Mit einem Tanz auf dem Eis des EHC Klostersee brachten einige der knapp 200 ESVB-Fans ihre Freude nach der insgesamt unbefriedigenden Saison zum Ausdruck. Mit einem 3:2 (0:0, 2:1, 1:1)-Sieg beim Regionalligisten EHC Klostersee schaffte der ESVB Bayreuth im vierten Play-off-Duell der Oberliga-Qualifikation den Ligaverbleib.
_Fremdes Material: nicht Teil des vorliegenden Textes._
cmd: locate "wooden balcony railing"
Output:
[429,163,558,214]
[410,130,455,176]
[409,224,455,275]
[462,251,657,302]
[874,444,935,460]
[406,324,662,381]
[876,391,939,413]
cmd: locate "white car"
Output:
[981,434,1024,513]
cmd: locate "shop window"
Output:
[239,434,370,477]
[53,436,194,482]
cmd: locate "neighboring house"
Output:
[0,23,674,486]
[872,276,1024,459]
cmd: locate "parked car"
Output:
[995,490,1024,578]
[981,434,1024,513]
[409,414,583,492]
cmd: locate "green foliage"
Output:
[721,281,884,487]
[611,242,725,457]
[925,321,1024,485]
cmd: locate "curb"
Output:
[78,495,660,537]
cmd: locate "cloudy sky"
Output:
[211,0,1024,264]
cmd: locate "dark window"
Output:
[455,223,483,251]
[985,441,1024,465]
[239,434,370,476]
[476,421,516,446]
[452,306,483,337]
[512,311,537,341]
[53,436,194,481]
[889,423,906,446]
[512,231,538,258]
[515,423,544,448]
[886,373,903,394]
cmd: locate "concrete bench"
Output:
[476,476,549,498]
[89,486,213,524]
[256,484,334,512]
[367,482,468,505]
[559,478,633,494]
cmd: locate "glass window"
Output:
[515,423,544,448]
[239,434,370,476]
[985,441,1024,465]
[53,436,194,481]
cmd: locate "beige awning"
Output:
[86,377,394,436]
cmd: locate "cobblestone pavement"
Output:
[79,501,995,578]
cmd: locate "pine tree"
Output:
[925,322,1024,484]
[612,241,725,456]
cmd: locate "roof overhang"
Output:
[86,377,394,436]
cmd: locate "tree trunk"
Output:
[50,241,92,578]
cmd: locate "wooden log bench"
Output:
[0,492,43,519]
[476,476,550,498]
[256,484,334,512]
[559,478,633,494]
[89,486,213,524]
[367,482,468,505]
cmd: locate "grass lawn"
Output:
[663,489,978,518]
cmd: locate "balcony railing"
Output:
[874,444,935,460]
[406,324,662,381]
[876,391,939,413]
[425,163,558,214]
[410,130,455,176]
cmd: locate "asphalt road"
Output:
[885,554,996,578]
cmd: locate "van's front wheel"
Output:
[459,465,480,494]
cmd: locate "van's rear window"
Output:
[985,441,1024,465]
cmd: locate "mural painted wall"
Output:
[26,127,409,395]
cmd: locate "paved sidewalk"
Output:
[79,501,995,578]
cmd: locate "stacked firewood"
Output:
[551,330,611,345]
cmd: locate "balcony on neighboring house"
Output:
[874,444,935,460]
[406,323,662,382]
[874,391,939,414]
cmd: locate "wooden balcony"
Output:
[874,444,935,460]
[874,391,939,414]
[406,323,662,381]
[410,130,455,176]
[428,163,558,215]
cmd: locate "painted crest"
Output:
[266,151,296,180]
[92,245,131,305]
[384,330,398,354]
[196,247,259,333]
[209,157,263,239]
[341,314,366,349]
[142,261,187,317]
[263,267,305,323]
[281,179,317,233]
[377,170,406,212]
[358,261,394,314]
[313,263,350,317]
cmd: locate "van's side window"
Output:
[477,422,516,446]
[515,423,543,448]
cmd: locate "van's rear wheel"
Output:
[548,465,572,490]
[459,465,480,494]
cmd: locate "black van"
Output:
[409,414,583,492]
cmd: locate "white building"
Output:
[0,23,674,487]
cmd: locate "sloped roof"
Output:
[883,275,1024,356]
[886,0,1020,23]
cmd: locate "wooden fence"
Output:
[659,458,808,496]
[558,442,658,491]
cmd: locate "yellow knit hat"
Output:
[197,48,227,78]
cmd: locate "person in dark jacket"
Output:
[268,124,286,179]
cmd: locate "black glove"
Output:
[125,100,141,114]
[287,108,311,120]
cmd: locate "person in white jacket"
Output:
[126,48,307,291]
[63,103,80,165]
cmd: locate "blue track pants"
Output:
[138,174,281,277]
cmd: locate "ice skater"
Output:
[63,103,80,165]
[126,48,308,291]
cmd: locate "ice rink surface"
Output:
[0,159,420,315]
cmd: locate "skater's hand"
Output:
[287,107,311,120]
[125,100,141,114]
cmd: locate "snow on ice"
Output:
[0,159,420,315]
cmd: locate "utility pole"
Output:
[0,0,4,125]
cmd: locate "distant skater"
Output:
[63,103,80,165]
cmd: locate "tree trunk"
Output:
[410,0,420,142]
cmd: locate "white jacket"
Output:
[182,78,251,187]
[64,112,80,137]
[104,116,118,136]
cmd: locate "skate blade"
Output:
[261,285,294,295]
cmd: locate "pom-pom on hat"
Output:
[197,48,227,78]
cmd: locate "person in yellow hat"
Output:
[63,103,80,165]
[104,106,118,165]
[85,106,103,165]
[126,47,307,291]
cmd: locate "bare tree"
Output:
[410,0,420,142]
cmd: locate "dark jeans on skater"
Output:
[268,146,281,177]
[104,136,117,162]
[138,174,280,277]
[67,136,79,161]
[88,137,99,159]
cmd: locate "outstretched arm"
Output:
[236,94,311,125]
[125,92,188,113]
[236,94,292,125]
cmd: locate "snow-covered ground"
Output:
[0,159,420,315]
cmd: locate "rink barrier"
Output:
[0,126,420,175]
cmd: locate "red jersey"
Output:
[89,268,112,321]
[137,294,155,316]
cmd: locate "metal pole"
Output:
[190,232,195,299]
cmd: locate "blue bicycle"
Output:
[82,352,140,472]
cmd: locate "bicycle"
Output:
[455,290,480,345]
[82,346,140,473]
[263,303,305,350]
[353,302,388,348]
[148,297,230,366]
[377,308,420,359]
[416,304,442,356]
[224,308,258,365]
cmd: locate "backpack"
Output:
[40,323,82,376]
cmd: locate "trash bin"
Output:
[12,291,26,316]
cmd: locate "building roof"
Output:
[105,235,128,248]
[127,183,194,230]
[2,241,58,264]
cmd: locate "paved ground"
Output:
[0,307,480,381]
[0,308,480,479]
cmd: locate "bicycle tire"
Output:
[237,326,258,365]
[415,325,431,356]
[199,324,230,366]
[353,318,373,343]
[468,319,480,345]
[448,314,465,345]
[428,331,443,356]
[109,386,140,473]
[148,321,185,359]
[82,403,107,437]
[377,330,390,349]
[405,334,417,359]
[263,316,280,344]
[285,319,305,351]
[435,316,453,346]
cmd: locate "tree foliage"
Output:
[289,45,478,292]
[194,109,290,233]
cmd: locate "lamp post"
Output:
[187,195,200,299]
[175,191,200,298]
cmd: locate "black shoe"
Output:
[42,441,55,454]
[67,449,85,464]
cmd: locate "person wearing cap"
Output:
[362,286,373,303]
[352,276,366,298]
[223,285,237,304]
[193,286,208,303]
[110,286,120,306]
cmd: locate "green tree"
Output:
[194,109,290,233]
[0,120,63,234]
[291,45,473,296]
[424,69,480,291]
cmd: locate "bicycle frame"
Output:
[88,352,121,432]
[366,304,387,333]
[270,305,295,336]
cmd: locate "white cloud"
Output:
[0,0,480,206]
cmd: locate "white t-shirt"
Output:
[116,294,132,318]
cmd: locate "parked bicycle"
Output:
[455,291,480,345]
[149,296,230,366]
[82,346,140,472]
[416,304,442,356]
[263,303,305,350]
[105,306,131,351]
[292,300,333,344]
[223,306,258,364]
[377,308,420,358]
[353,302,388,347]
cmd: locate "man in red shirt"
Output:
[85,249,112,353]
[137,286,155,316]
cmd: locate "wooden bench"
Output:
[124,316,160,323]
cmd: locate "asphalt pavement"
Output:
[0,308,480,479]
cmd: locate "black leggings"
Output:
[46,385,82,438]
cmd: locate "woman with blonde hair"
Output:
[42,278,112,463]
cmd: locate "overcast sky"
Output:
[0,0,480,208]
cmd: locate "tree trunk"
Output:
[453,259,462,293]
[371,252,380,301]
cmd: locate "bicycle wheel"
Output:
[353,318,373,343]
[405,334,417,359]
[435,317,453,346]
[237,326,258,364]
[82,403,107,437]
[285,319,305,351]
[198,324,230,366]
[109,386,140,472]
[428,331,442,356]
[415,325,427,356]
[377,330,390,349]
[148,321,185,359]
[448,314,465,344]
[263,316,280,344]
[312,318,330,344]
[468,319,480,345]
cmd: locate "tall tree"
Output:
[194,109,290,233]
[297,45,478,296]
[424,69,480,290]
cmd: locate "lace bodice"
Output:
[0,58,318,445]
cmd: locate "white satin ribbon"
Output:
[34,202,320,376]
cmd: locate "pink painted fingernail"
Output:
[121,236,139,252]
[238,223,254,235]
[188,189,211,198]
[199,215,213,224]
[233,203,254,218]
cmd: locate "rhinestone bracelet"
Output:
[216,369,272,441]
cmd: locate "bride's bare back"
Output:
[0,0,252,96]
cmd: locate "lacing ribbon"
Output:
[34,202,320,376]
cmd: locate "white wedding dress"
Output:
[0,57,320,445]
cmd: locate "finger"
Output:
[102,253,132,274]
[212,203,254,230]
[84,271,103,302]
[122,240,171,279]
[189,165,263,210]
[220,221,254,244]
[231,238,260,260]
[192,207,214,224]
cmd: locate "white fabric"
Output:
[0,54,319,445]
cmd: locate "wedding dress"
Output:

Nur ein Rumpfteam stand gestern ESVB-Trainer Paul Sommer zur Verfügung. Wie es sich herausstellte, zog sich Stürmer Dennis Meyer am Freitag einen Knochenbruch in der linken Hand zu, während der im Heimspiel starke "Kapitän" Zimmermann grippebedingt passen musste. Somit konnten die Gäste nur fünf Verteidiger und sieben Stürmer aufbieten. Trotzdem versteckte sich der Gast nicht, wenngleich er in einigen Unterzahlsituationen des ersten Drittels Glück und Torhüter Havlik hatte. Bei mehreren Strafzeiten haderten die Oberfranken mit dem Peitinger Schiedsrichter Deibler.
Die Führung der Oberbayern schien zwischen der fünften und neunten Minute fällig, als nacheinander Stephens und Kulczynski auf die Strafbank mussten. Saller, Haider (6.), Elters (8.) und Beranek (9.) verfehlten mit ihren Schüssen knapp oder scheiterten an TW Havlik, der in der 12. Minute Glück hatte. Nachdem er einen Elters-Schuss nach vorne abgewehrt hatte, verzog Rohrhofer den Nachschuss nur ganz knapp. Der Gast verzeichnete seine beste Chance zum 1:0 in Überzahl (17.) bei einem Schuss von Kolek.
Strafzeiten auf beiden Seiten brachten im zweiten Abschnitt den Spielfluss mitunter zum Erliegen. Bei einem druckvollen Powerplay blieben zunächst die Verteidiger-Scharfschützen Kolek und Kubicek (24.) ohne Vollstreckerglück, ehe Asanger nach einer Einzelaktion das 1:0 gelang. Doch nur eine Minute später schafften die Oberbayern den nicht unhaltbaren Ausgleich. In der 26. Minute erhitzten sich die Gemüter in beiden Lagern. Der Vorfall: Abseits vom Spielgeschehen traf EHC-Stürmer Müller ESVB-Torjäger Stephens mit dem Stock im Gesicht. Der Kanadier zog sich dabei eine klaffende Wunde an der Schläfe zu und musste ins Krankenhaus gebracht werden. Der über den Vorfall erboste ESVB-Trainer Paul Sommer stürmte auf die Eisfläche und kassierte dafür prompt eine Bankstrafe. In Unterzahl zog sich der Gast aber gut aus der Affäre und hatte in Überzahl durch Kolek und Bärnreuther Chancen. Beim 2:1 in der 40. Minute leistete Kolek mit seinem Vorstoß die Vorarbeit für Cmunt.
Der letzte Abschnitt war erneut nichts für schwache Nerven. Zunächst hätte der ESVB durch Kulczynski und Kubicek (43.) für einen 2-Tore-Vorsprung sorgen können, ehe Klostersee nach dem Ausgleich (45.) durch Saller (52.) und Zajonc (53.) dem 3:2 nahe war. Das Siegtor glückte allerdings Kubicek (nach Doppelpass mit Bärnreuther) mit einem Hammer von der blauen Linie in der 54. Minute.

EHC Klostersee:

Hochhäuser - Nickel, Ruprecht; Faradi, Elters; Haider, Schindler - Beranek, Seisenberger, Zajonc; Müller, Saller, Rohrhofer; Sicorschi, Kaltenhauser, Lorenz.

ESV Bayreuth:

Havlik - Kolek, Katz, Kubicek, Thumm, Kulczynski - Polaczek, Cmunt, Bärnreuther; Asanger, Stephens, Häußinger; Trolda.

SR:

Deibler (Peiting);

Zuschauer:

750;

Strafminuten:

EHC Klostersee 24 plus 10 gegen Seisenberger; Bayreuth 30.

Tore:

0:1 (24.) Asanger (Kolek, Bärnreuther - 4 gegen 3), 1:1 (25.) Beranek (Seisenberger - 5 gegen 4), 1:2 (40.) Cmunt (Kolek, Polaczek), 2:2 (45.) Beranek (Ruprecht, Haider - 5 gegen 4), 2:3 (54.) Kubicek (Bärnreuther - 5 gegen 4).